Jeudi, tous les regards étaient évidemment tournés vers l’Obs. À l’annonce des vainqueurs, l’hebdo s’est d’abord contenté d’une dépêche de quelques lignes dont les airs faussement badins cachaient mal un terrible embarras : « _La sélection du Renaudot essai témoignait d’un intérêt passionné du jury pour notre journal, faisait pathétiquement mine de se réjouir l’hebdo. On y trouvait à la fois une biographie pleine d’empathie de son cofondateur Claude Perdriel ; les souvenirs de François Cérésa, ancienne plume du Nouvel Observateur, qui tout en évoquant son père rendait aussi hommage à l’autre cofondateur de notre magazine, Jean Daniel ; et enfin un essai d’Aude Lancelin qui, après avoir été licenciée de l’Obs au printemps dernier, dit ce qu’elle a sur le cœur dans le Monde libre et mène une réflexion sans concession sur l’état de la presse française aujourd’hui ». Puis de préciser, vachard, que son livre l’avait « emporté, au dixième tour de scrutin ».

Au lieu de faire commenter l’attribution du prix par un journaliste spécialisé, l’hebdo a ensuite laissé répondre le premier concerné – donc le moins objectif -, son cofondateur, Jean Daniel. À l’arrivée, une tribune alambiquée dont la cruauté et le paternalisme resteront sans doute dans les annales. L’ex employeur d’Aude Lancelin y estime qu’elle ne répandrait que « _calomnies », « hargne » et « médisances » sur son journal alors qu’« auprès de nous [à l’Obs, où elle est entrée à 26 ans, NDLR] elle a tout eu : une place convoitée, une ascension hors du commun et une liberté que lui enviaient nombre de ses confrères sur place et à l’extérieur ». Peut-être l’ingrate y était-elle, un peu, pour quelque chose ?

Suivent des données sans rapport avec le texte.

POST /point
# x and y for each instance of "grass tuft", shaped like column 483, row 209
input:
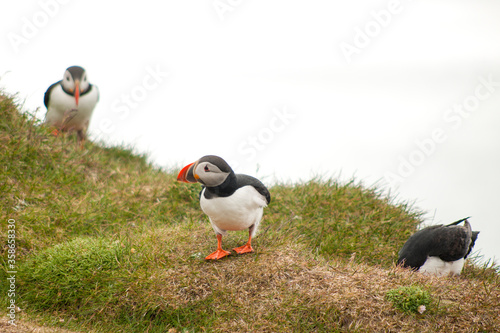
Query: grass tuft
column 410, row 299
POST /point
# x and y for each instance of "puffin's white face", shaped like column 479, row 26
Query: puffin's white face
column 209, row 174
column 69, row 82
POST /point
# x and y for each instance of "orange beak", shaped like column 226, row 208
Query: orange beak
column 186, row 175
column 77, row 91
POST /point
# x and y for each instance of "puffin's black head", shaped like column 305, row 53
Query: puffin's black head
column 209, row 170
column 75, row 81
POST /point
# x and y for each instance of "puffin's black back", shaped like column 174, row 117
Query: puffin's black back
column 449, row 243
column 414, row 252
column 234, row 182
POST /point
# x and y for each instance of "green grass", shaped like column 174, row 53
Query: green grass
column 108, row 243
column 409, row 299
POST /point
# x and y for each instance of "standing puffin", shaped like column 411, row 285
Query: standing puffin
column 70, row 102
column 439, row 250
column 231, row 201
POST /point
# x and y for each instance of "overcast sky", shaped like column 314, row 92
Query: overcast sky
column 404, row 94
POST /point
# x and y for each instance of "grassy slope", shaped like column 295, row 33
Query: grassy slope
column 108, row 243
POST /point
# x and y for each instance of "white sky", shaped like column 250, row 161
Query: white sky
column 223, row 75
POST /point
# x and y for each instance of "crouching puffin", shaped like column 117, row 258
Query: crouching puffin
column 70, row 102
column 439, row 250
column 231, row 201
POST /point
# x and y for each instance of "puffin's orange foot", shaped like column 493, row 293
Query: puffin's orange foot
column 244, row 249
column 220, row 253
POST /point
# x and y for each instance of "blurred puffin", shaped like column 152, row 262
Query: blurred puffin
column 439, row 250
column 70, row 102
column 231, row 201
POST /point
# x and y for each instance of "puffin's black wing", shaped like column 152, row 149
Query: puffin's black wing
column 452, row 242
column 46, row 97
column 244, row 180
column 449, row 243
column 415, row 251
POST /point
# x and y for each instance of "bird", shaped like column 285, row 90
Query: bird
column 439, row 249
column 71, row 102
column 231, row 201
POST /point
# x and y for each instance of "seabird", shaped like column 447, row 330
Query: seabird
column 70, row 102
column 439, row 250
column 231, row 201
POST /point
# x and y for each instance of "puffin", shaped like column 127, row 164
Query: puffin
column 71, row 102
column 439, row 249
column 231, row 201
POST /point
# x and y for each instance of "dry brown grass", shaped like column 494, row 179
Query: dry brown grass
column 288, row 290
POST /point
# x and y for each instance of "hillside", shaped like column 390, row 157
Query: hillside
column 105, row 242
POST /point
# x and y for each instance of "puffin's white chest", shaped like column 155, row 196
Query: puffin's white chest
column 60, row 106
column 436, row 266
column 239, row 211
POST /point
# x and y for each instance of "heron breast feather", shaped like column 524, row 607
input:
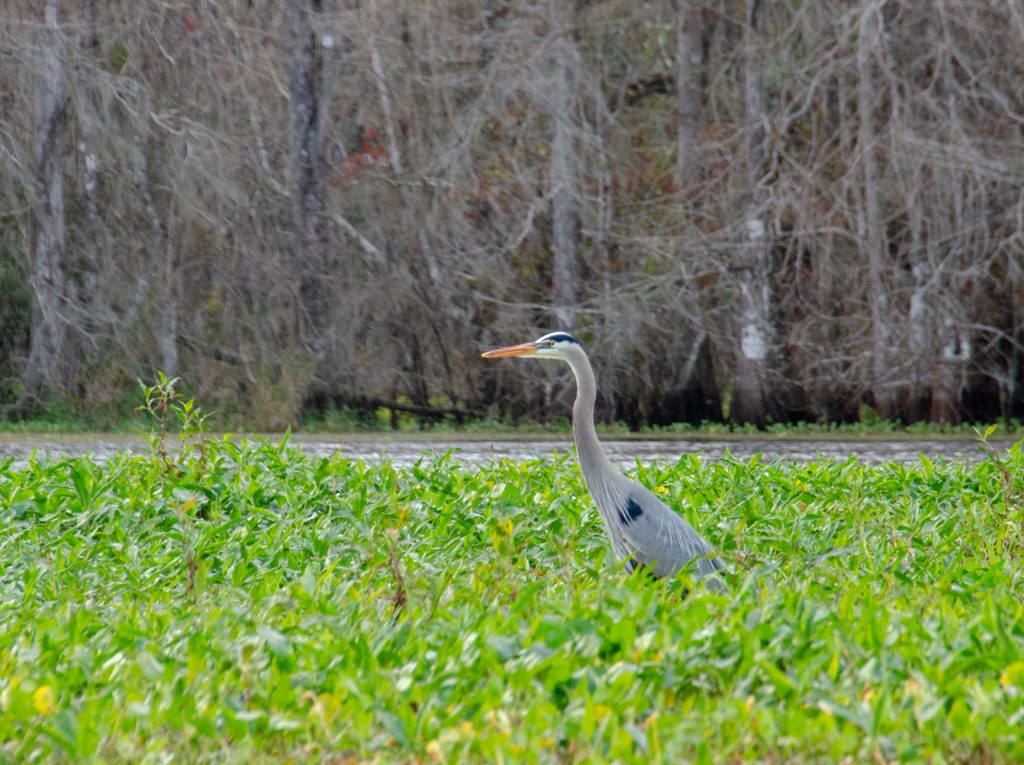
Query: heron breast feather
column 630, row 512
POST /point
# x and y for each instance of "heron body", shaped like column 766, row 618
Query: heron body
column 644, row 532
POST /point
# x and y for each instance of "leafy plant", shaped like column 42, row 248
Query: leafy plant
column 339, row 610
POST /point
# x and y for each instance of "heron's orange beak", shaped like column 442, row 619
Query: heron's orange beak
column 512, row 350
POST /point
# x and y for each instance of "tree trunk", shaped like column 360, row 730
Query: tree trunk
column 564, row 181
column 47, row 369
column 750, row 397
column 869, row 217
column 307, row 88
column 689, row 71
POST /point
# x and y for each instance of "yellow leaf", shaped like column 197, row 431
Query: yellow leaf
column 434, row 752
column 43, row 699
column 1013, row 675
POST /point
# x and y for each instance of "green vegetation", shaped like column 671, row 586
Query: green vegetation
column 70, row 418
column 243, row 602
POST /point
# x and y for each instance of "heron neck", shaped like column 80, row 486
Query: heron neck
column 589, row 450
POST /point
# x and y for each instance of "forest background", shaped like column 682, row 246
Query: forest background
column 753, row 211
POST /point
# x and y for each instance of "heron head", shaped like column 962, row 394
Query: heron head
column 557, row 345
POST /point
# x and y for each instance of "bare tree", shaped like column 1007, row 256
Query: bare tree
column 48, row 365
column 869, row 216
column 689, row 71
column 750, row 398
column 308, row 91
column 563, row 168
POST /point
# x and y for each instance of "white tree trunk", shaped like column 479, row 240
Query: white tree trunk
column 869, row 218
column 564, row 181
column 307, row 89
column 689, row 66
column 750, row 398
column 48, row 364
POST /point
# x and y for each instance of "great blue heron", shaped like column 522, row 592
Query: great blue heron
column 645, row 533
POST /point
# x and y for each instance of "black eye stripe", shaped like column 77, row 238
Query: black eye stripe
column 561, row 337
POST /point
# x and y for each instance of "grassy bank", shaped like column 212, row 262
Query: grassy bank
column 248, row 603
column 125, row 420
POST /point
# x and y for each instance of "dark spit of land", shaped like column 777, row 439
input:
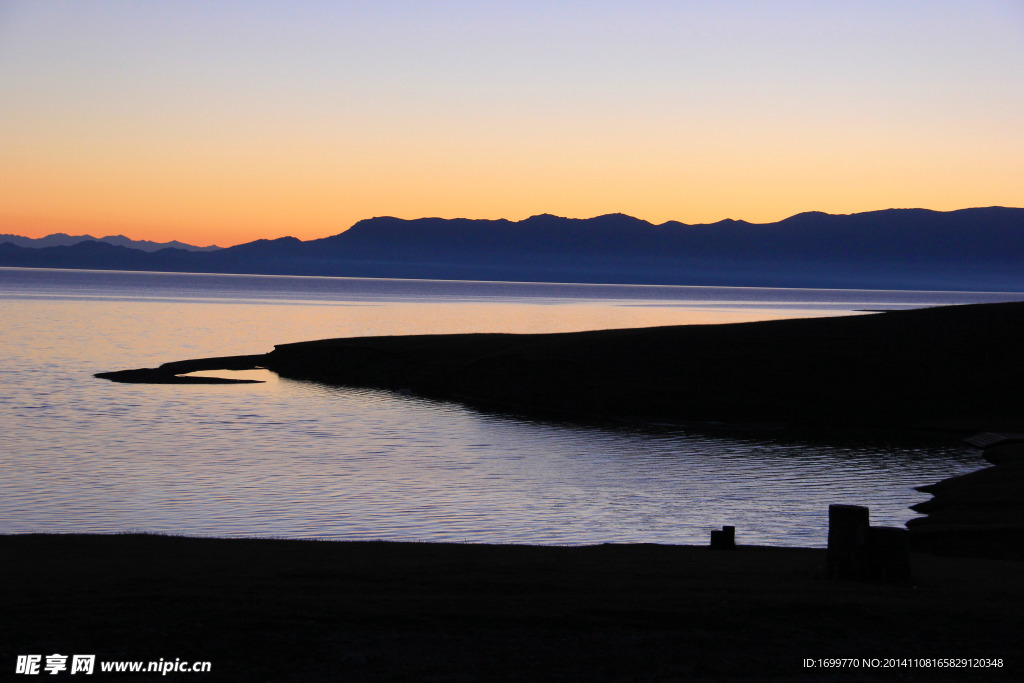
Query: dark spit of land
column 303, row 610
column 956, row 369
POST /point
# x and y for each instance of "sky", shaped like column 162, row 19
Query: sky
column 225, row 122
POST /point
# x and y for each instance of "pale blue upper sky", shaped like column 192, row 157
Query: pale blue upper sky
column 255, row 119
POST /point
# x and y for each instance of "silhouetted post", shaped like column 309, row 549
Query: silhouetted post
column 724, row 539
column 848, row 526
column 888, row 557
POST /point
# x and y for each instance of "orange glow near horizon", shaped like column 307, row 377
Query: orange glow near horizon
column 158, row 126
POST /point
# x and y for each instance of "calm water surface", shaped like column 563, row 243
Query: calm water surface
column 301, row 460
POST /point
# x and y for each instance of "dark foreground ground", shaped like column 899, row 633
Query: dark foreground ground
column 290, row 610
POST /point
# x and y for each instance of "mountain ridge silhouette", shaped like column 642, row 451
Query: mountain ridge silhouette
column 967, row 249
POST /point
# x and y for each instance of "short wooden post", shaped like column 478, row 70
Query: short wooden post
column 848, row 526
column 724, row 539
column 888, row 556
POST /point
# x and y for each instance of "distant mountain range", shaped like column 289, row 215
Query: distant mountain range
column 971, row 249
column 62, row 240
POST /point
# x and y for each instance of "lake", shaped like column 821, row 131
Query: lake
column 302, row 460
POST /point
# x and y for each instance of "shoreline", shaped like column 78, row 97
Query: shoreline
column 948, row 369
column 308, row 610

Plus incroyable encore, pour finir, la réaction de Pierre Bergé (l’un des trois actionnaires du groupe Le Monde), qui a cru bon de se mêler personnellement de l’affaire : « Aude Lancelin obtient le Renaudot catégorie essai. Je l’aurais plutôt vu catégorie roman car ce qu’elle raconte est contraire à la vérité », a-t-il twitté jeudi soir, comme un aveu de sa connaissance un peu trop pointue des histoires internes au journal. À croire qu’ Aude Lancelin n’avait pas tout à fait tort.